One might say “that statement is an open door you are trying to kick in”. That might be true but let me take you back to the early days of RDBMS engines from organizations such as Oracle, Sybase, Informix, Microsoft, Ingress and Progress. All vendors supported from day 1 the same relational model including a dialect of ANSI/ISO SQL. The SQL “select” statement is universal, also in those days. I remember also that one vendor supported triggers or stored procedures in their database whilst others not. Still there was a kind of industry standard which is still applicable today. This is not the case regarding big data.
Sure, Hadoop is mainstream technology regarding big data, including distributions like from Hortonworks, Cloudera and Pivotal. But there is new life beyond Hadoop like Apache Spark: Same kind of distributed big data computing, offering features like streaming, machine learning, a SQL interface, and even a graph database. Hadoop’s functionality might be reduced in the future to one of its core functionalities: HDFS, large file storage.
Personally I love graph databases, because it manages relationships between entities. Apache’s Spark GraphX is using Bagel, a Pregel dialect. Mind you, graph database companies like Neo4j offer a useful noSQL graph database engine, although their query language Cypher is yet another implementation of a DDL and DML for graph databases, let go Facebook’s API for their own graph database.
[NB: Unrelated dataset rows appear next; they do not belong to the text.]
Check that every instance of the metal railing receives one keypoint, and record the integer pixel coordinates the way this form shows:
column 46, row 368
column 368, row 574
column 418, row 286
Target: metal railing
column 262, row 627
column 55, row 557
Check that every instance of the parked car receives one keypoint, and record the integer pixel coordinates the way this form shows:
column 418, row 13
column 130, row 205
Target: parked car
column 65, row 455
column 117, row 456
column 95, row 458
There is currently no standard for a noSQL graph databases or related languages.
To support streaming data for big data applications multiple solutions exists such as Apache Spark and SpringXD. Also in this case: same kind of streaming data capture, (pre)processing and output options but completely different implementations of the same functionality.
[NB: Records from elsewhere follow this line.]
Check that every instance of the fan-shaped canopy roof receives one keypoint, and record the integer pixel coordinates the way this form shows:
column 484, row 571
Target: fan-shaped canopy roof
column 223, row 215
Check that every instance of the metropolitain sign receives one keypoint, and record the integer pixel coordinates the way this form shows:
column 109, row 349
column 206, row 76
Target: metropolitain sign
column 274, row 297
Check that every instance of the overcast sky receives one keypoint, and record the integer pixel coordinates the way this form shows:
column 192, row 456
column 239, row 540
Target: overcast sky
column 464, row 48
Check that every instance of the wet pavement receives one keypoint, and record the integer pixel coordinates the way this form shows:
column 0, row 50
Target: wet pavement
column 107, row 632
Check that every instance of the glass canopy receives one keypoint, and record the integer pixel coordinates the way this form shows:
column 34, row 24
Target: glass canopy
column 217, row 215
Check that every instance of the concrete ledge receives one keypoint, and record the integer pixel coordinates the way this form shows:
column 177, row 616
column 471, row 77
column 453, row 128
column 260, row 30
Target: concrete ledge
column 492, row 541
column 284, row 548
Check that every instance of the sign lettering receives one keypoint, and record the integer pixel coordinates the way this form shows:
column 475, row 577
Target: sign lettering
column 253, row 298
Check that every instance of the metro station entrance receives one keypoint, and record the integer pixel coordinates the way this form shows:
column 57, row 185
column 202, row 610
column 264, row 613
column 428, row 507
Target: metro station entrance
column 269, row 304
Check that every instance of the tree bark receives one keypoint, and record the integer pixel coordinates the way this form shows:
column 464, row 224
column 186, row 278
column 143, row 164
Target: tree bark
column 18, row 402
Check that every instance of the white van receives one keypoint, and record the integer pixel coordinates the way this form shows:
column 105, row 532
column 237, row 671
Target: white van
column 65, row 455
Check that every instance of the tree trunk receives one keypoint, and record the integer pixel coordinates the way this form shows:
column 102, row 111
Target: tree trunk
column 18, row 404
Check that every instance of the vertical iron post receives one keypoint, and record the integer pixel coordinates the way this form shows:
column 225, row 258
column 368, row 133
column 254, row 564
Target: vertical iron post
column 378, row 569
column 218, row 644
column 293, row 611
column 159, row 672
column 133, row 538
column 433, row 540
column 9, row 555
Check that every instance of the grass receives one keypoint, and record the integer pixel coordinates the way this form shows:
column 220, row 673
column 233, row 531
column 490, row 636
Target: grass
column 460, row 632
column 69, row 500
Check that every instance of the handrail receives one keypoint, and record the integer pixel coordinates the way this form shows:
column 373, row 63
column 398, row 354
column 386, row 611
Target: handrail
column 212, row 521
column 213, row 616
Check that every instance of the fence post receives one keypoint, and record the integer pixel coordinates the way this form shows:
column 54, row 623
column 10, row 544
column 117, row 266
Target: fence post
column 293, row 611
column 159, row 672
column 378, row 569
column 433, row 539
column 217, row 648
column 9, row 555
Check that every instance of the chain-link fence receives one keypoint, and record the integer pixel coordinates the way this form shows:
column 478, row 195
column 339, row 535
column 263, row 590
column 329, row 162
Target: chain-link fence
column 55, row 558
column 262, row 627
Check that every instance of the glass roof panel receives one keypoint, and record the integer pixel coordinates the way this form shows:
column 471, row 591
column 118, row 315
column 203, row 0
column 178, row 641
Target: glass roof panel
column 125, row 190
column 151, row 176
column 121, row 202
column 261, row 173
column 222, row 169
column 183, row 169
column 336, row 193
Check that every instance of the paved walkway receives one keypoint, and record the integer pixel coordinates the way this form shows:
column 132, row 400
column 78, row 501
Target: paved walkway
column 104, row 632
Regarding machine learning (ML): Apache Spark brings MLib, whilst I was focussing to learn Apache Mahout. MLib on Sparc appears to run faster than Mahout on Hadoop using Map/Reduce. But today Mahout is also ported to Spark. So which ML implementation should one use, which architecture is future proof?
My conclusion: The open source big data projects and big data technology vendors are still striving for market dominance and haven’t settled yet for industry standards. Big data is still too much in a development stage although many applications are already running in production.
Regarding graph databases: I forecast that technologies like GraphX will eventually conquer the graph database market because the data doesn’t need to be Structured, which is to my opinion the most important feature of noSQL.